Before founding our agency, together with my partner, Valentina Alferj, I worked at the Newton Compton publishing house, dealing with the acquisition of Italian translation rights from abroad, and the transfer of all secondary rights of Italian authors (translations, film/TV, newspapers, etc.).

This two-fold experience gave me the necessary background and opened the opportunity for me to create a literary agency.

 

Compared to your early years in the publishing world, how has the situation of changed for authors? In the past, only a few writers had an agent. Why is it almost indispensable today? 

The role of the agent is relatively only recent. Though the first Italian agency was founded in 1898 by Augusto Foà, it was not until Erich Linder came into the scene in 1946 that literary agencies grew and became structured, taking many Italian and foreign authors into the fold.

In Italy, it hasn’t been easy for agencies. The national press, even in 1996, defined literary agents as “obnoxious, odious, cumbersome, necessary”.

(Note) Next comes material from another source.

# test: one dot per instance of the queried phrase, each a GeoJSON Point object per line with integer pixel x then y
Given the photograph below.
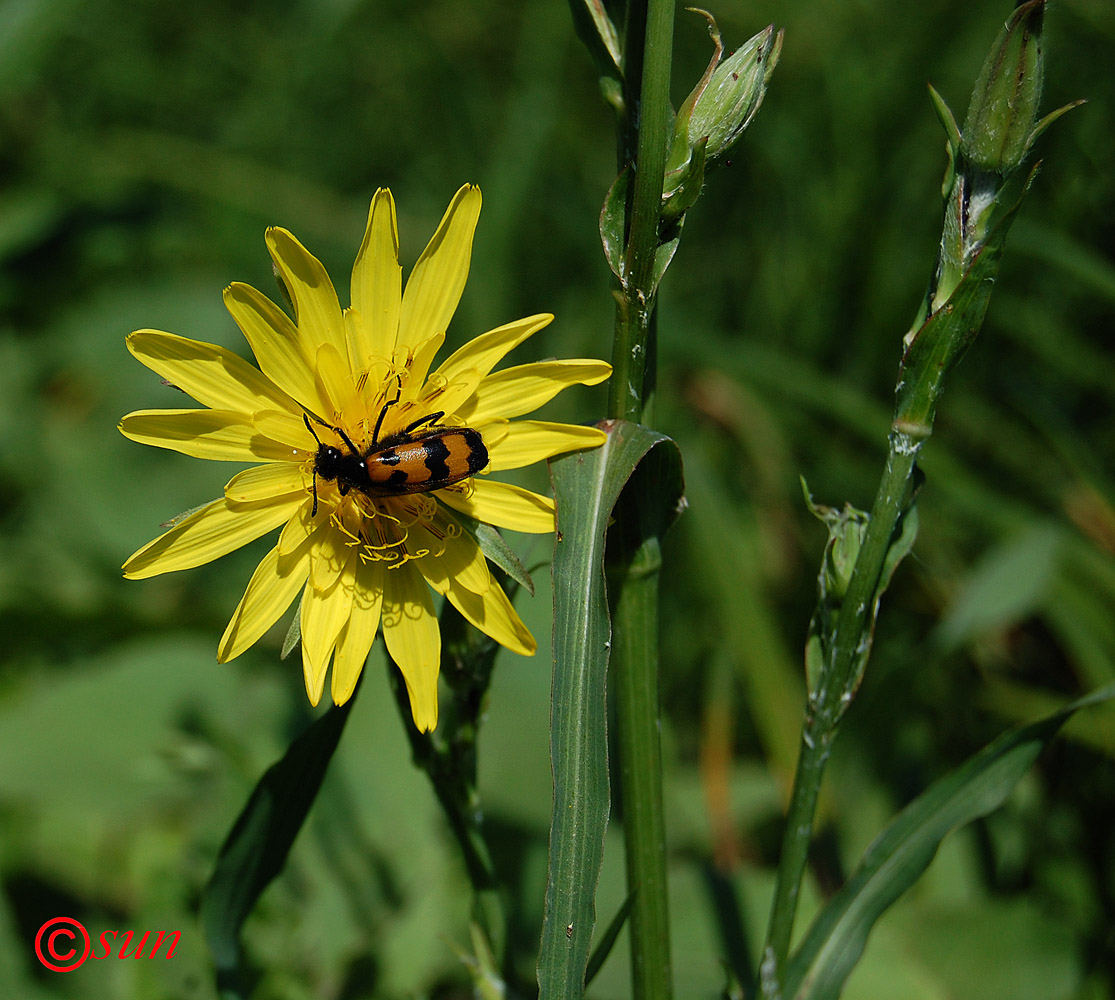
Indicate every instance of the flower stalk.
{"type": "Point", "coordinates": [633, 562]}
{"type": "Point", "coordinates": [979, 207]}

The work of the literary agent is complex and layered. The landing page on our website opens with the definition of the word agent:

 

Agent: a person or thing that takes an active role; doer, operator, executor.

A person or thing which brings about an effect, determines an action, a change to something.

 

Alferj e Prestia’s authors include some of the most important names in the Italian literary landscape. Some of them worked with different agencies. How do you gain an author’s trust, to the point of convincing him or her to change agents? 

Our agency does not encourage this recently widespread pattern of persuading authors from other agencies to “move over” to us. However, when an author comes to us on their own accord because they are dissatisfied with the relationship with the agent who represents them, we try to understand, with them, what they feel were their shortcomings, to see whether there is real room for improvement by working together.

Finding new voices is my passion. And so is exploring, with established authors, the possibility to get them out of their comfort zone.

 

There is a national market and there is an international market: how do you divide these two different activities within the agency? 

Within the agency, I specialise in selling translation rights to foreign markets, but I also deal with the domestic market and audio-visual adaptation rights. In a “boutique agency” such as ours, everyone needs to be able to do everything, be curious, and be up-to-date with changes that affect the industry, especially legislative.

 

A writer’s success at home does not immediately translate into success abroad. What ‘type’ of writer sells well abroad? A writer that is more strongly marked by its national origins (in other words, the one that is more “Italian”) or one that is more international?  

Paradoxically, in spite of the fact that the watchword is “a plot with an international flavour”, the truth is that Italian authors’ great successes abroad come from beautifully portrayed stories, also – and especially – in terms of their geographical and local backdrop.

More than once, when I met with foreign publishers looking for new authors to translate, I was asked for stories set even in small villages, in places away from big cities. 

At the same time, some Italian authors have created actual trends, where it is not uncommon to be asked for novels “like that one”, or “in the line of”…

 

In light of your experience, what trends do you see emerging in Italian fiction in recent years? Will genre literature continue to grow in importance? 

I think genre will continue to gain importance, both in Italy and abroad. But what matters, more than definitions, more than the narrow confines in which, even for practical reasons, we all feel the need to classify stories, what matters above all is the power of a good story.

In 2021, the sale of translation rights accounted for 12% of new publishing output. In 2001, only 4% of published titles were found to be of interest by foreign publishers. I would say that this growing figure is significant, and allows us to work more dynamically and with greater awareness.